Figure 7. Effects of loss of confluence on mode of proliferation in large colonies

a-f: Typical stills from large colonies (n=45 from 3 independent experiments), 9 days post seeding, scratched with a pipette tip. a: Immediately prior and b after scratch at T0. c: Typical appearance at 12 hours post scratch. Yellow dashed line indicates edge of scratch, MF migrating front, PZ proliferative zone, white solid line indicates boundary between MF and PZ. d: MF meet at 17 hours post scratch. e,f: Later images at 40 and 118 hours post scratch showing completion of repair. Scale bar 100⌠m. g-i: Lineage trees of proliferating cells in the centres of large colonies 9 days post plating subjected to scratching, g is from migrating front (62 divisions from 27 colonies in 3 independent experiments) and h proliferative zone pre scratch closure (346 divisions from 36 colonies in 3 independent experiments). 0 is time in hours since time of scratch in g and h. i shows trees of cell divisions post scratch closure (352 divisions from 45 colonies in 3 independent experiments, 0 hours is time of closure). j-l: Summary of cell behaviour, green indicates proliferating cells, magenta differentiating, non dividing cells, numbers are percentages of cells with a given division outcome with 95% confidence intervals in brackets. See also Supplementary Table 1 for full data set.

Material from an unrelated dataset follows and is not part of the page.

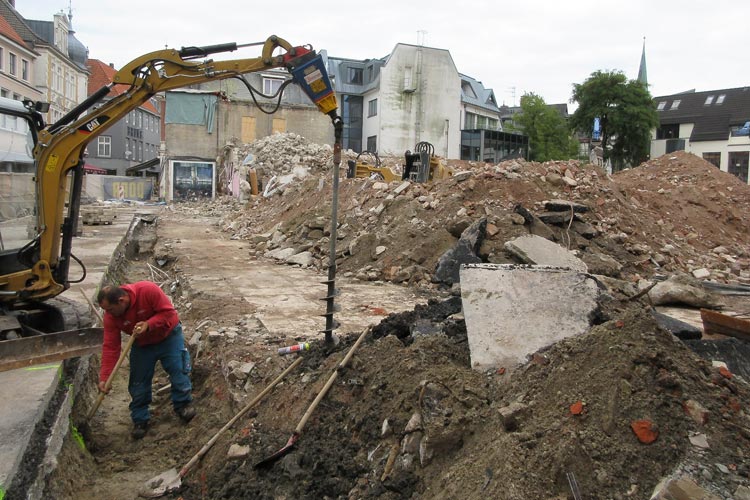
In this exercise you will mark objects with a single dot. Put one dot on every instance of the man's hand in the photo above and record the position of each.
(140, 327)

Figure 8. Two interconvertible modes of proliferation underpin epithelial reconstitution in vitro.

a: Keratinocyte proliferation in clonal culture. Small ‘paraclones’ and ‘meroclones’ with limited subclonal potential are derived from cells in balanced mode division (magenta cells) (2) large ‘holoclones’ and remaining ‘meroclones’ are derived from expanding mode divisions (cyan cells). Divisions at the centre of the holoclones switch from expanding to balanced divisions with local confluence. Grey cells represent differentiating keratinocytes, and suprabasal cells are omitted for clarity. b: Fusion of adjacent large colonies triggers a switch from expanding to balanced mode. As additional colonies fuse, a large sheet of keratinocytes results with the overall epithelium in balance. c: If the centre of a large colony is wounded, the central keratinocytes in balanced mode switch from balanced to expanding mode to reepithelialise the defect, and revert to balanced divisions when the gap is closed. d: Two interconvertible modes of proliferation. The average division outcomes of balanced and expanding mode cells are shown with the likelihood of each type of cell indicated as a percentage. Confluence promotes a switch from expanding to balanced mode, a process that requires ROCK2 activity. Loss of local confluence in a scratch assay results in a switch from balanced to expanding mode.